Bu arada seçimlerin ikinci turu yapılıp nihai sonucu açıklandığında (28 Mayıs günü) BBC’nin manşeti şöyleydi: “Erdoğan: Türkiye’nin 20 Yıllık Muazzam Lideri”. Spottaki cümlelere göre Erdoğan, Atatürk’ten beri Türkiye’nin gördüğü en güçlü liderdi ve ülkeyi değiştiriyordu. Alt satırlardaki tespitlere göre, Türkiye’nin kamu alanlarında görünmesi adeta yasaklanmış muhafazakâr kadınların kılık kıyafetine getirdiği hürriyet Erdoğan’a dikkat çekici bir destek sağlamıştı.

The Economist 28 Mayıs’taki yeni başlığında “Erdoğan Yeniden Cumhurbaşkanı Seçildi” yazmış ve Türkiye’deki muhalefetten daha üzgün bir üslupla şu spotu kullanmıştı: “Ülkede demokrasiyi toparlamak için on yılda ele geçen en iyi şans kaybedilmiş oldu.” Bu spotun altında yorum yapan dergi editoryasının tespiti ayrıca önemliydi. Bu tespite göre, Erdoğan’ın artık eskisi gibi popüler olmadığını ve 2023’te kesin kaybedeceğini iddia edenler gerçeği görememiş, abartılı hayallere dalmışlardı. Derginin simülasyona düşmekle suçladığı kesim sanki Türkiye’deki muhalif haber kaynakları ve bu verilerle analiz yapan bazı Batılı analistlerdi.
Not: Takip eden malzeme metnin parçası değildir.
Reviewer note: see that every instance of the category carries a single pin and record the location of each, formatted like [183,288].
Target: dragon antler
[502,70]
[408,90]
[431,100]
30 Mayıs 2023’te The New York Times’taki bir manşet Batılı gazetecilerin dar bakış açısını yansıtacak şekilde diğer dinamikleri göz ardı eden bir üslupla Türkiye seçimlerini kadınların tercihine bağladı. Manşet (Türkçesi) şöyleydi: “Erdoğan’ın Zaferinin Temeli: Dindar Muhafazakâr Kadınlar”. İkinci tur seçim sonuçları açıklandığında yayınlanan bu yazıda Erdoğan’ın muhafazakâr kadınlardan büyük destek gördüğünün altı çizildi. Tespitlere göre, muhafazakâr kadınlar Erdoğan iktidarıyla sosyalleşmiş ve topluma açılmışlardı; bu yüzden ona büyük destek veriyorlardı.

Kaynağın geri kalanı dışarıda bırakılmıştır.